診察室から 地域、多職種と「独りではない」医療を

 大分健生病院は130床の病院です。訪問診療は病院管理の患者が約160人、法人内のクリニック管理の患者が約350人。訪問診療は曜日ごとに数人の医師が担当し、外来や病棟診療と並行しています。外来は内科、小児科、皮膚科、外科、整形外科、総合診療科を設置し、日々150人程度が受診します。夜間や休日でも、軽いやけどやじん麻疹、切創や打撲などの受診があります。
 当院では2015年度から外科の手術体制がなくなったこともあり、大病院への紹介が必要となる症例が増えました。しかし、「消化管内視鏡検査やCT検査を行える地域の総合病院」なので、開業医からの紹介の機会も多数。もちろん、大病院から治療後の管理を依頼されることもあり、訪問診療をはじめ、病棟や外来はとても幅ひろい役割を担っています。

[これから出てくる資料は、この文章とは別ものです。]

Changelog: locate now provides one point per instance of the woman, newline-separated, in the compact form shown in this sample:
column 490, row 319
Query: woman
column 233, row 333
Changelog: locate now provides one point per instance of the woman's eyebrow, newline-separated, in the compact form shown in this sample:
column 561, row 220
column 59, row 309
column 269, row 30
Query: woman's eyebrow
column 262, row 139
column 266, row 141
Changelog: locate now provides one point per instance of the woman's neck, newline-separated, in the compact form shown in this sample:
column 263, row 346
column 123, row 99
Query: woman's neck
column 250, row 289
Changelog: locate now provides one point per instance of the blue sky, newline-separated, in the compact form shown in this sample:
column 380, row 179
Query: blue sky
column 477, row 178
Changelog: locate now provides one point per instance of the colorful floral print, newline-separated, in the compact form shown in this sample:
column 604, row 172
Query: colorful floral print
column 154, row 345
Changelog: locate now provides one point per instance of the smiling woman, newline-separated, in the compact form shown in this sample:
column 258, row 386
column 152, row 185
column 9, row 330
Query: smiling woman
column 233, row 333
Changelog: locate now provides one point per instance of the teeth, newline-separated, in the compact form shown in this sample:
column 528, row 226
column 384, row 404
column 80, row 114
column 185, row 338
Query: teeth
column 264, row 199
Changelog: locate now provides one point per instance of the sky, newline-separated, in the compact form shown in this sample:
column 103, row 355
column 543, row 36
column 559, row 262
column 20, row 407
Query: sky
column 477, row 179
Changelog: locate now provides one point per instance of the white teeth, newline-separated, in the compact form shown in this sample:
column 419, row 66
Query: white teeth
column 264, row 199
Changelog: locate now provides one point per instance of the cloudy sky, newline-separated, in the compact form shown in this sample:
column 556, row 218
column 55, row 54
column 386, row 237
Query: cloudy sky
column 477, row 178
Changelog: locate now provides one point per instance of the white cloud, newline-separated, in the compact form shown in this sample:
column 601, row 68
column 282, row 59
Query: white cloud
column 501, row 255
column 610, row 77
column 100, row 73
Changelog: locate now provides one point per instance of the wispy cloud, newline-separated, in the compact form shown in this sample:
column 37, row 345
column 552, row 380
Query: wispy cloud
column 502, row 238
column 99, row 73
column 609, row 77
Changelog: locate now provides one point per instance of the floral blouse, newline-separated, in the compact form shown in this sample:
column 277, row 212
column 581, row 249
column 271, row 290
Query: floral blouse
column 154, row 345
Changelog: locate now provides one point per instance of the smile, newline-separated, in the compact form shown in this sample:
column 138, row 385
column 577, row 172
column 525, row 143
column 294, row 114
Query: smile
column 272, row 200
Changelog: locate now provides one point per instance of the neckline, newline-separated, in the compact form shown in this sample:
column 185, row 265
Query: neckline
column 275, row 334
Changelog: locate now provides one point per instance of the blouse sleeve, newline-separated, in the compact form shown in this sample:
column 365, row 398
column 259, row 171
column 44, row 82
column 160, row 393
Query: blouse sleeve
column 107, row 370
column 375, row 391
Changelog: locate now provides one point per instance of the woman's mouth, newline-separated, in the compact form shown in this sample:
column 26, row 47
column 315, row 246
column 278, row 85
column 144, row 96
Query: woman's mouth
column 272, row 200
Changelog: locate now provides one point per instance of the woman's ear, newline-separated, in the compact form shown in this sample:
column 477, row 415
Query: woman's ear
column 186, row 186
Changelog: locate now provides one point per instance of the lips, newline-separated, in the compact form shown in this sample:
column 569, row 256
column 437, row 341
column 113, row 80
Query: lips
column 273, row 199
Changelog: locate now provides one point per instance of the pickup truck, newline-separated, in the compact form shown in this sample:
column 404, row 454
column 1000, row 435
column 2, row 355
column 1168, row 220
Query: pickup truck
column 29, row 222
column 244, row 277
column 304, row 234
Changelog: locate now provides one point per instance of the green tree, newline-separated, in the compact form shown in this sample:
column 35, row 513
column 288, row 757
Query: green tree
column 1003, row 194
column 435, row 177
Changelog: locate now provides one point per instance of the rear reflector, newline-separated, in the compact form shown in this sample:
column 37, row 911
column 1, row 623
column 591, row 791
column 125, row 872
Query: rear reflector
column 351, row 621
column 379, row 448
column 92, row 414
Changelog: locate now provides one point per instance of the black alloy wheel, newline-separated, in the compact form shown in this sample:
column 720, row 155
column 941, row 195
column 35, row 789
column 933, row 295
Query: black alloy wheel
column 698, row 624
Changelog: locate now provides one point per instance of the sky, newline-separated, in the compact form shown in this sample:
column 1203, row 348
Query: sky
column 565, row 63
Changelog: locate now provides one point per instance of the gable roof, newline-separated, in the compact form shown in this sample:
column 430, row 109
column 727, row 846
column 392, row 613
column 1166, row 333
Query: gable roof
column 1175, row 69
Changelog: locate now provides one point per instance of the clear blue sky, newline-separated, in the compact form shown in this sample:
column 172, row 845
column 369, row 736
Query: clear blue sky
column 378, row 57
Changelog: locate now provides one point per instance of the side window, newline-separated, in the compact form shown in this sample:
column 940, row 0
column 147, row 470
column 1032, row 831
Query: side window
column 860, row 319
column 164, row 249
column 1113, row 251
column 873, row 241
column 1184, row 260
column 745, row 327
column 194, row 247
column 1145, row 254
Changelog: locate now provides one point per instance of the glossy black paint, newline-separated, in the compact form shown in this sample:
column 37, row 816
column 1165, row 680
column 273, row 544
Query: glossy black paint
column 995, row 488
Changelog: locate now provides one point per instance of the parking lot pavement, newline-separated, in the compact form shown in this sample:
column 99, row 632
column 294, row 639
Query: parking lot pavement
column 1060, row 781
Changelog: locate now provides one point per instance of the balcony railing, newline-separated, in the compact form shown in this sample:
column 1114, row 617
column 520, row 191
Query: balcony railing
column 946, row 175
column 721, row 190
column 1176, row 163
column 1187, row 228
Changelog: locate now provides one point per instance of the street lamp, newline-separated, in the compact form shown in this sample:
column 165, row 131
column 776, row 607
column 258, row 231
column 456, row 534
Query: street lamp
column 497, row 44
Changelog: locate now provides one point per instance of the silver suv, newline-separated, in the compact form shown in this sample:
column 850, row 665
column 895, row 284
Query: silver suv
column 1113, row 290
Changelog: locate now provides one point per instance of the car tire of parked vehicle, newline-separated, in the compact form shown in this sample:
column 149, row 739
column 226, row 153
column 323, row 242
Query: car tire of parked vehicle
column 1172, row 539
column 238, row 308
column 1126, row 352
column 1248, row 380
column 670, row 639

 だから常に、「当院でどこまで診療できるか」を考えさせられます。疾患や病態、患者背景を総合して治療方針が決まりますが、看護師、リハビリスタッフ、事務、薬剤師、相談員などとのミニ会議を経て、診療の場を決定することも多いのです。後に反省することも多々ありますが、現場でスタッフとともに悩み考えた結果なので、独りで落ち込み過ぎず前向きに改善策を検討しています。そうしたとりくみ、というか「もがき」をくり返していくなかで、チーム感、もしくは話しやすい雰囲気がつくられたのか、治療経過改善につながるような提案や相談が増えてきたように感じています。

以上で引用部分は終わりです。